HER3 is a member of the EGFR receptor family which plays a pivotal role in driving oncogenic cell proliferation in breast cancer (BC). Promising results have been demonstrated by novel HER3-targeted therapeutics. Recently developed HER3 PET imaging approaches are aiding in early prediction and assessment as well as treatment response. However, Baseline HER3 expression and changes in expression during neoadjuvant therapy have not been well-characterized.
Nicoleta Sinevici and the team conducted a prospective clinical study involving patients with newly diagnosed BC, assessing HER3 expression both before and after neoadjuvant/systemic therapy, to identify potential resistance mechanisms associated with the HER3 receptor.
Researchers conducted a study including 34 patients (between May 25, 2018, and October 12, 2019) with newly diagnosed BC of any subtype (ER ± , PR ± , HER2 ±) were enrolled in the study. From each patient about 2 core biopsy specimens were obtained and 4 patients underwent a 2 research biopsy following initiation of neoadjuvant/systemic therapy or systemic therapy which we define as neoadjuvant therapy.
Molecular characterization of HER3 and downstream signaling nodes of the PI3K/AKT and MAPK pathways pre- and post-initiation of therapy was performed. Transcriptional validation of findings was performed in an external dataset (GSE122630).
About the variable baseline HER3 expression found in newly diagnosed BC, it was correlated positively with pAKT across subtypes (r = 0.45). In patients receiving neoadjuvant/systemic therapy, changes in HER3 expression were variable. In a hormone receptor-positive patient (ER +/PR +/HER2-), there was a statistically significant increase in HER3 expression post neoadjuvant therapy, while there was no significant change in HER3 expression in a patient with ER +/PR +/HER2+.
However, both of these patients showed increased downstream signaling in the PI3K/AKT pathway. With 1 subject ER +/PR -/HER2- BC and another subject with ER +/PR +/HER2 + BC showed decreased HER3 expression. Transcriptomic findings revealed an immune suppressive environment in patients with decreased HER3 expression post therapy.

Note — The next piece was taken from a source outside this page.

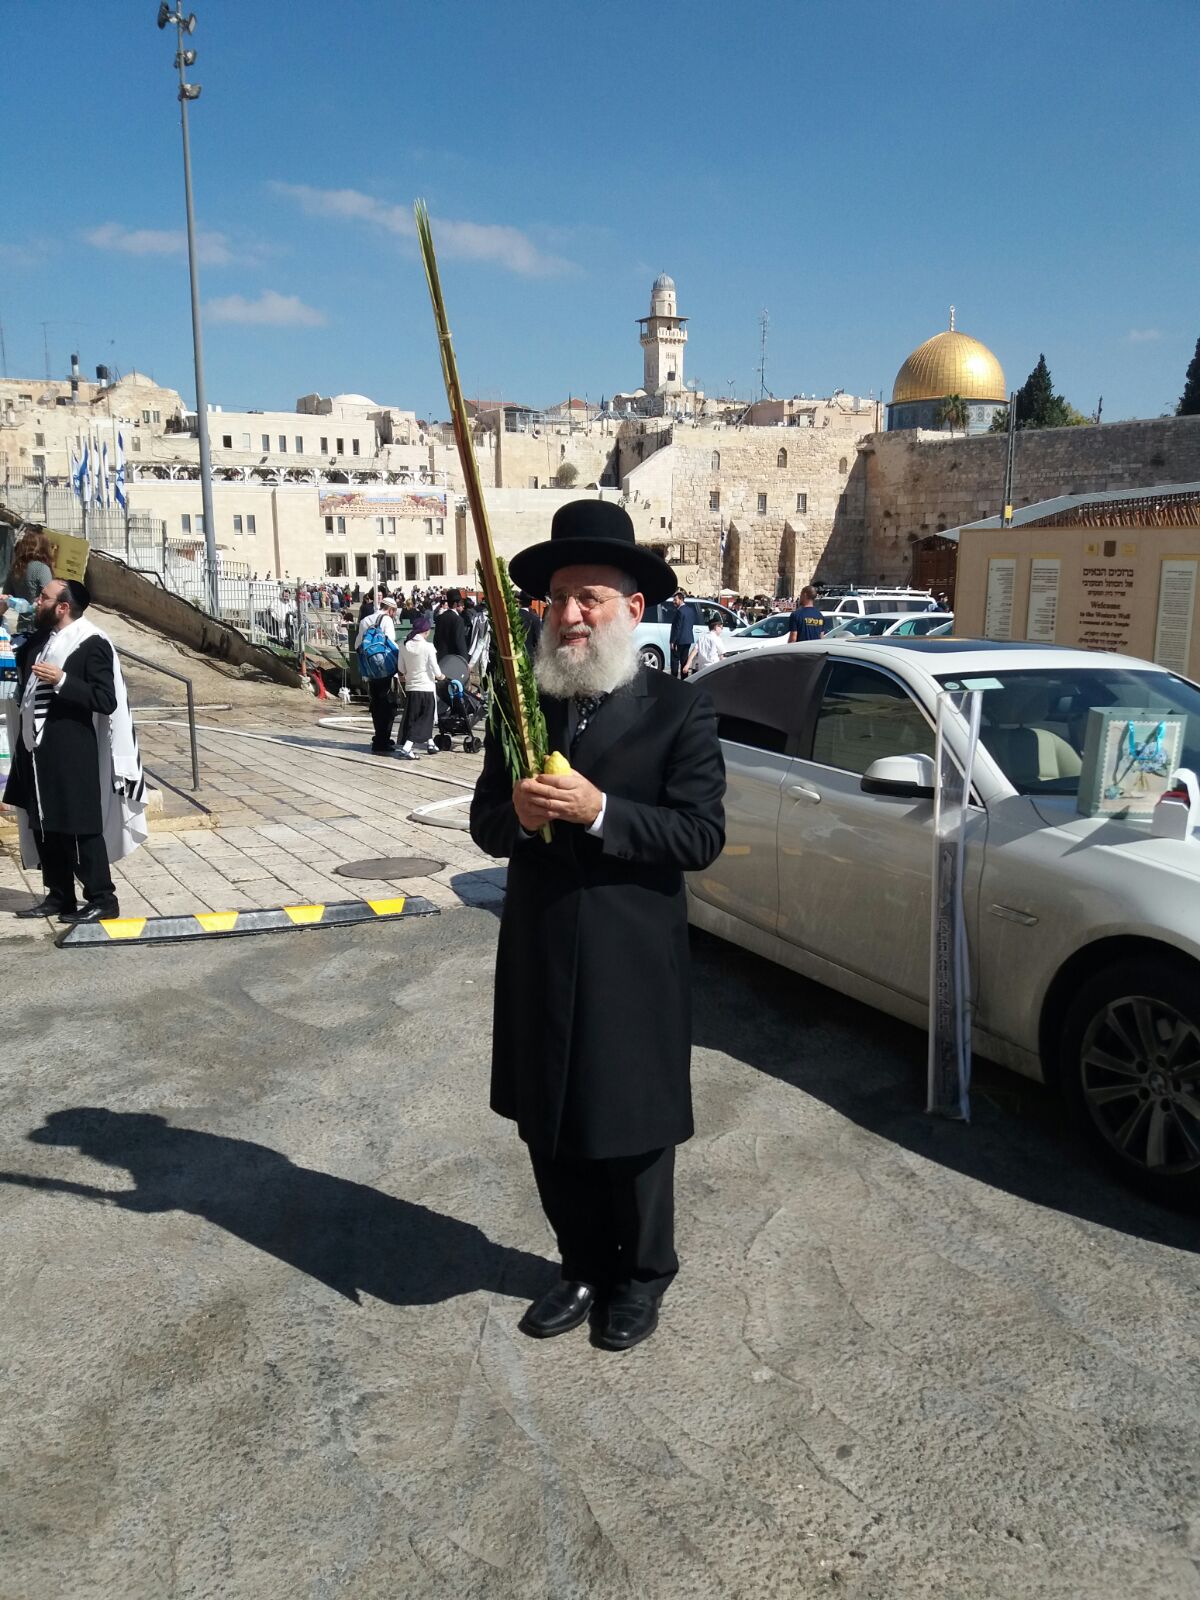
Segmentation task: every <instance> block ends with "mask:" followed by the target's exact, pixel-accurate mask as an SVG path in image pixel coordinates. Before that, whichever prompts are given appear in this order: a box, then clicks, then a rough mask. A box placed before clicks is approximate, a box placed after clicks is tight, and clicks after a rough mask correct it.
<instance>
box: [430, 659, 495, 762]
mask: <svg viewBox="0 0 1200 1600" xmlns="http://www.w3.org/2000/svg"><path fill="white" fill-rule="evenodd" d="M437 666H438V672H445V678H443V680H442V682H440V683H438V686H437V733H435V736H434V744H435V746H437V747H438V750H453V749H454V736H456V734H461V736H462V749H464V750H466V752H467V755H470V754H472V752H474V750H480V749H482V747H483V739H482V736H478V734H477V733H475V725H477V723H478V722H482V720H483V710H485V707H483V699H482V696H478V694H475V693H474V691H472V690H470V688H467V682H469V678H470V667H469V664H467V662H466V661H464V658H462V656H442V659H440V661H438V664H437Z"/></svg>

This study concluded by demonstrating variable HER3 expression across BC subtypes, which can be assessed early post-neoadjuvant therapy to provide valuable insights into cancer biology and can serve as a potential prognostic biomarker. HER3 PET imaging offered real-time information on tumor biology, aiding tailored treatment for patients with BC.

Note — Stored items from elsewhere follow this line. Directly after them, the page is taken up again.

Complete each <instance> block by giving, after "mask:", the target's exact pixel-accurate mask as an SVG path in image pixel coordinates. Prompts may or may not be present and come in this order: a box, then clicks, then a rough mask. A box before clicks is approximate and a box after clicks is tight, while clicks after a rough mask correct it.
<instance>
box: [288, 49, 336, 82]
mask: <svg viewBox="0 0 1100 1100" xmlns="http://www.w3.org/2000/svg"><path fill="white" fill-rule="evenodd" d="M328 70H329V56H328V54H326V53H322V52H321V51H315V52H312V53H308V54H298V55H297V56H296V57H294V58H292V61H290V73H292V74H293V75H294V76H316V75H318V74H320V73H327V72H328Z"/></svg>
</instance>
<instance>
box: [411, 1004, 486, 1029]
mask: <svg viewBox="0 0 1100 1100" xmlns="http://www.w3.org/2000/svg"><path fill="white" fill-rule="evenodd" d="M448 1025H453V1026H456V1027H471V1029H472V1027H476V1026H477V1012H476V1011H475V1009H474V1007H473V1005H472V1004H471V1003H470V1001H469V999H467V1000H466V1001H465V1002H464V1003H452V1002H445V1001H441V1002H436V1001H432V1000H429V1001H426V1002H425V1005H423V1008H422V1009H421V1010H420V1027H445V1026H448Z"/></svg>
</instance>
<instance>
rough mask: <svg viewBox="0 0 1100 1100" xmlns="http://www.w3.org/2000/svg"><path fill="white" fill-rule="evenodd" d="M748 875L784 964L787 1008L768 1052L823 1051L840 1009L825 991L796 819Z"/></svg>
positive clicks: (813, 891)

The study “Quantitative HER3 PET Imaging for Assessing Resistance and Guiding Therapy” received funding from the National Institute of Health (NIH).

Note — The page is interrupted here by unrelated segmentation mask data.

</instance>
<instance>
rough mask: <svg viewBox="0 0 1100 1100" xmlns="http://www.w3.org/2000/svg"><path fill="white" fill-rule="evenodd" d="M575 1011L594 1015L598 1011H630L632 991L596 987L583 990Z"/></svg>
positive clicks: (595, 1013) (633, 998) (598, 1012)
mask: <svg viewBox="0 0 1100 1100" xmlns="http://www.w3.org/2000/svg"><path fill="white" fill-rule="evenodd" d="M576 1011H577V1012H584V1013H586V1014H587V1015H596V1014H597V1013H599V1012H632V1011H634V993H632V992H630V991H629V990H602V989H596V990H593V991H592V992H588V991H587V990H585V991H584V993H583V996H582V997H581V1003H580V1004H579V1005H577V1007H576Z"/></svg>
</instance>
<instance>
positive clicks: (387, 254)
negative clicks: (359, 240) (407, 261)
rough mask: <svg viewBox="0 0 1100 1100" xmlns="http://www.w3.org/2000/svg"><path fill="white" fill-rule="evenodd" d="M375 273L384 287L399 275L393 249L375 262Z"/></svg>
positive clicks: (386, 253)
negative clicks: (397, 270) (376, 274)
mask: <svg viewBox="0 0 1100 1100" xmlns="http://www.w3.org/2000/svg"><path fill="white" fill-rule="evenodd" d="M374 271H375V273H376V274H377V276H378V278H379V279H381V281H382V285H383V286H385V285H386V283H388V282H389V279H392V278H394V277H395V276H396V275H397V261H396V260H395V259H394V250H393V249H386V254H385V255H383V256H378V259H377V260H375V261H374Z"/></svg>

Source: https://pubmed.ncbi.nlm.nih.gov/38951909/
Sinevici N, Edmonds CE, Dontchos BN, et al. (2024). “A prospective study of HER3 expression pre and post neoadjuvant therapy of different breast cancer subtypes: implications for HER3 imaging therapy guidance.” Breast Cancer Res. 2024 Jun 29;26(1):107. doi: 10.1186/s13058-024-01859-w. PMID: 38951909; PMCID: PMC11218108.